Kenya on Monday launched a new database that compiles all the treaties signed by the government since gaining independence.
Dr Korir Sing’oei, the Foreign and Diaspora Affairs Principal Secretary, highlighted during the launch that the database is crucial for upholding diplomatic agreements and honouring commitments.
The platform aims to provide easy access to diplomats, legal experts, stakeholders, and the public to analyse and contribute to treaty-related information.
The launch follows earlier criticism by human rights groups and media, which inaccurately claimed the President ratified the Malabo Protocol to establish the African Court of Justice and Human Rights and extend the jurisdiction to crimes under international law and transnational crimes.

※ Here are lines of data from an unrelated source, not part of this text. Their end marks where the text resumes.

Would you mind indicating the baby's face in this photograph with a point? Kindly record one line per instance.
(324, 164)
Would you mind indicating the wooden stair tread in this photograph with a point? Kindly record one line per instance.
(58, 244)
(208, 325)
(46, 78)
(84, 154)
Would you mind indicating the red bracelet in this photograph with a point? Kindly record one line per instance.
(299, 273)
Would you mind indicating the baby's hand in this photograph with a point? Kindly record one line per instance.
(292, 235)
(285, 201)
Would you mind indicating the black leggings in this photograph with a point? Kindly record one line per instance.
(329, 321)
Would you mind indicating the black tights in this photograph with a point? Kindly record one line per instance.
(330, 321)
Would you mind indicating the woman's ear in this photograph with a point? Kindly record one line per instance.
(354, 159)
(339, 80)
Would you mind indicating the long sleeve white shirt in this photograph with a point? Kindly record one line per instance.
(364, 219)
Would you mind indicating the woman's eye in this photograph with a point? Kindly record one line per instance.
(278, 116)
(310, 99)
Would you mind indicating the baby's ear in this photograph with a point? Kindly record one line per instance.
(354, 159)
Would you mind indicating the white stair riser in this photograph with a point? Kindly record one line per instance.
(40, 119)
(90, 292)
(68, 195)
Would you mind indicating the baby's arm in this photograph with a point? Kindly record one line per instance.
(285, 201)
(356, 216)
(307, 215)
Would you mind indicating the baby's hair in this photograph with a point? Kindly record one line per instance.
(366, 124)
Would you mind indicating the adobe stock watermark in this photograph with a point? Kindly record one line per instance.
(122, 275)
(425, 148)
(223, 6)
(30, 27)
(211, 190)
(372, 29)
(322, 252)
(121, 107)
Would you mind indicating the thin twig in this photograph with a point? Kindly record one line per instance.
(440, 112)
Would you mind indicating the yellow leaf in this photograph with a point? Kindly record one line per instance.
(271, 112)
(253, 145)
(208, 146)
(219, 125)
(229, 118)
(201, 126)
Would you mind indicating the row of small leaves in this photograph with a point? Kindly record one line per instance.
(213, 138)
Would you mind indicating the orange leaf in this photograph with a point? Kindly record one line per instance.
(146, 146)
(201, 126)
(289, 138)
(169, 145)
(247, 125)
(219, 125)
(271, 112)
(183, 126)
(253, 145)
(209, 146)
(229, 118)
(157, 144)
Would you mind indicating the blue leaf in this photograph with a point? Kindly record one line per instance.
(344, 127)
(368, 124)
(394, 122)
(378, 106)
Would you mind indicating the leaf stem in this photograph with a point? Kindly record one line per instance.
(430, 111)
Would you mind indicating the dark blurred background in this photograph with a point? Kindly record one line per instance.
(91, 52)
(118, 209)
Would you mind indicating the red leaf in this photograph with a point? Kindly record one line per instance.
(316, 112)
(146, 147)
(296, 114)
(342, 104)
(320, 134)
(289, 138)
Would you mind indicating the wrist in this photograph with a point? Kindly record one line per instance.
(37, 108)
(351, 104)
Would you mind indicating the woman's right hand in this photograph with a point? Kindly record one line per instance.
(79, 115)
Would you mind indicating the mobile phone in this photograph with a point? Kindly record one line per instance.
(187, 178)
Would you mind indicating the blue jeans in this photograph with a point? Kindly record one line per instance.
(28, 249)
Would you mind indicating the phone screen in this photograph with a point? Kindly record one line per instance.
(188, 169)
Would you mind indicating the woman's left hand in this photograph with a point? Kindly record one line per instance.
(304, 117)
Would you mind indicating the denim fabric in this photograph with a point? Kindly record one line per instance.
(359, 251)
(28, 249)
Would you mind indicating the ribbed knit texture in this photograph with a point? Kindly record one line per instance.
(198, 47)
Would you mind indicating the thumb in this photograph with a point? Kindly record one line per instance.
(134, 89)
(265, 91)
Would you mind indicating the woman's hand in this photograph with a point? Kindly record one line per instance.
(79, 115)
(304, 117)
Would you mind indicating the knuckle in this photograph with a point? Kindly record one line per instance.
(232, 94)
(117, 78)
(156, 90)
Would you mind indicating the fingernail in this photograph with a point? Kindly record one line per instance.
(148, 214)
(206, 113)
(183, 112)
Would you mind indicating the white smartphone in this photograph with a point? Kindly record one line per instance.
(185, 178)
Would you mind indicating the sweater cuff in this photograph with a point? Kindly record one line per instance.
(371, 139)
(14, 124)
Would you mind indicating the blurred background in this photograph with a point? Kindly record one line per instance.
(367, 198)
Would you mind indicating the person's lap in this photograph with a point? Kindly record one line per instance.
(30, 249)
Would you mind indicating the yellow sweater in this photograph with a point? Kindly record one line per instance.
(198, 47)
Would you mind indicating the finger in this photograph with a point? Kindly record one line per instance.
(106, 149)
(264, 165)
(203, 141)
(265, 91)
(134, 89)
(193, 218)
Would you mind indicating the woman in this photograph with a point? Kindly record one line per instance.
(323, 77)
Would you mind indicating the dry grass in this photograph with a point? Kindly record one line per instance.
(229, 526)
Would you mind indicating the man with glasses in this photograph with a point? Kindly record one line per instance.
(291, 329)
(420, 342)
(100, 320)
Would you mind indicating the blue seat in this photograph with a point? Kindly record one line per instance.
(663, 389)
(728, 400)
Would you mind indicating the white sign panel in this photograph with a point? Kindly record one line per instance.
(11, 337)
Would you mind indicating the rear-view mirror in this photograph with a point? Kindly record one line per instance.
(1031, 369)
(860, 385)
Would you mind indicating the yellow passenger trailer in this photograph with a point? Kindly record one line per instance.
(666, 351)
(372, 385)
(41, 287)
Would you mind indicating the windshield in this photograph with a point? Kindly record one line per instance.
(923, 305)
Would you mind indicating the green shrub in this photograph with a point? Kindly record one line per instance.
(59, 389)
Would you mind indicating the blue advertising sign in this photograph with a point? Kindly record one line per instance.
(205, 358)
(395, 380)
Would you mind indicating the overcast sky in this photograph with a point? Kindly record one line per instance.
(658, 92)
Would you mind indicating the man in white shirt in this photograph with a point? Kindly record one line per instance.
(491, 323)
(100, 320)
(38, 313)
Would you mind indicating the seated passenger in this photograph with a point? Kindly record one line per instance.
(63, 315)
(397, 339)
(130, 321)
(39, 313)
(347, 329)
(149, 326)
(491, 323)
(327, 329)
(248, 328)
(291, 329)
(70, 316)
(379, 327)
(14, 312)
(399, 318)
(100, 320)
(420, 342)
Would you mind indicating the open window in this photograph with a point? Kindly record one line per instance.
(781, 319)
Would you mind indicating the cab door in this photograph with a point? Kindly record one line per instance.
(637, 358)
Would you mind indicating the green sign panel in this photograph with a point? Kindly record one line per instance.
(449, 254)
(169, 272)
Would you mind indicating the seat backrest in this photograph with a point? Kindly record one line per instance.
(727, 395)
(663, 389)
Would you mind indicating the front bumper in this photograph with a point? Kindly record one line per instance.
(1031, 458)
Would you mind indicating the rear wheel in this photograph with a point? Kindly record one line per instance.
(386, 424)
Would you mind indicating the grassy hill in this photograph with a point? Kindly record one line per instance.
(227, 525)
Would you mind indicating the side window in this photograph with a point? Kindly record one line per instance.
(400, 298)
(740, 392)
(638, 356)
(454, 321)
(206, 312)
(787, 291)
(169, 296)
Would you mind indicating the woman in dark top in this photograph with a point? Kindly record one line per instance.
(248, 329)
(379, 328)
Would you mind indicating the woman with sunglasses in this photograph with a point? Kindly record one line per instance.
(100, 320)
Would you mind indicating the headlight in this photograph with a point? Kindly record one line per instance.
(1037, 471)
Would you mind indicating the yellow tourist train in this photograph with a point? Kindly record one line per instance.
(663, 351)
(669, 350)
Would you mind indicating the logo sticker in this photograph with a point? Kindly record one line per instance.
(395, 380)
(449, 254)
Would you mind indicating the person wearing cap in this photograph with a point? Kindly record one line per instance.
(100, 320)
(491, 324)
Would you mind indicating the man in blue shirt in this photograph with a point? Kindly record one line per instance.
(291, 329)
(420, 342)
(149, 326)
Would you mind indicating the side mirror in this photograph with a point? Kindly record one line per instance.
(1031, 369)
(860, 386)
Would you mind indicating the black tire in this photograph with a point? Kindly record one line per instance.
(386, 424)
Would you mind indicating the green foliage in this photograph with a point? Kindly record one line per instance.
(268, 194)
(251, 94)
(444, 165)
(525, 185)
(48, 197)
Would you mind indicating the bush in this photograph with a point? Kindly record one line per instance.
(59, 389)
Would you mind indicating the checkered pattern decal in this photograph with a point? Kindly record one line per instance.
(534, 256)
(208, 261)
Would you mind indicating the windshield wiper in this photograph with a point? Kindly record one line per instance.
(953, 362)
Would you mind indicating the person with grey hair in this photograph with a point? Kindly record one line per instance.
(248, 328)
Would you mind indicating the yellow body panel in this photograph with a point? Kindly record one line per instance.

In a joint statement in August, Kenya Human Rights Commission (KHRC) and Muslims for Human Rights (MUHURI) claimed the decision offered Ruto and other state officials’ immunity against potential international crimes that may be committed while in office.’
However, these claims were debunked as misinformation, as Kenya hadn’t ratified the protocol. The confusion stemmed from the signing of the Malabo Protocol on the Pan-African Parliament in July 2023, paving the way for ratification.
The Foreign Ministry established a treaties department in 2017, overseen by Registrar of Treaties James Waweru, who recently became the country’s deputy permanent representative at the Kenyan UN mission in Geneva.
Waweru, in collaboration with the United Nations Development Programme (UNDP), the African Union, and the government of Sweden, conducted extensive training for public servants, civil society members, and the media on “Accelerating the Ratification and Domestication of African Union Treaties,”.
As per Registrar Waweru, Kenya has ratified 252 treaties, signed but not ratified 11 treaties, and is a member of 84 international bodies.
The newly launched treaties database is now accessible on the ministry’s official website and includes details such as adoption dates, signature dates, ratification dates, and the effective date of treaties.
It contains several treaties including the 2000 United Nations Convention against Transnational Organized Crime that was adopted on September 29, 2003, and Nairobi ratified it on June 16, 2004.
Waweru noted that the establishment of a treaties database signifies the government’s commitment to the crucial role of treaties in line with the Ministry’s responsibility as the country’s repository of all treaties to which Kenya is a party to or is in the process of becoming a party to.
“The Office of the Registrar of Treaties derives its mandates from Articles 2(5) and (6) of the constitution and the Treaty Making and Ratification Act 2012, which collectively provide that the general rules of international laws form part of the laws of Kenya,” said Foreign PS on Monday.
He lauded UNDP and other stakeholders for working tirelessly to bring this project to reality, saying their assistance has been invaluable.
Sing’oei urged Kenyans and the diplomatic community to embrace the opportunity that technology presents, noting that this database is not a technological achievement but a symbol of collective dedication to shaping a future where diplomacy is efficient, transparent, and accessible.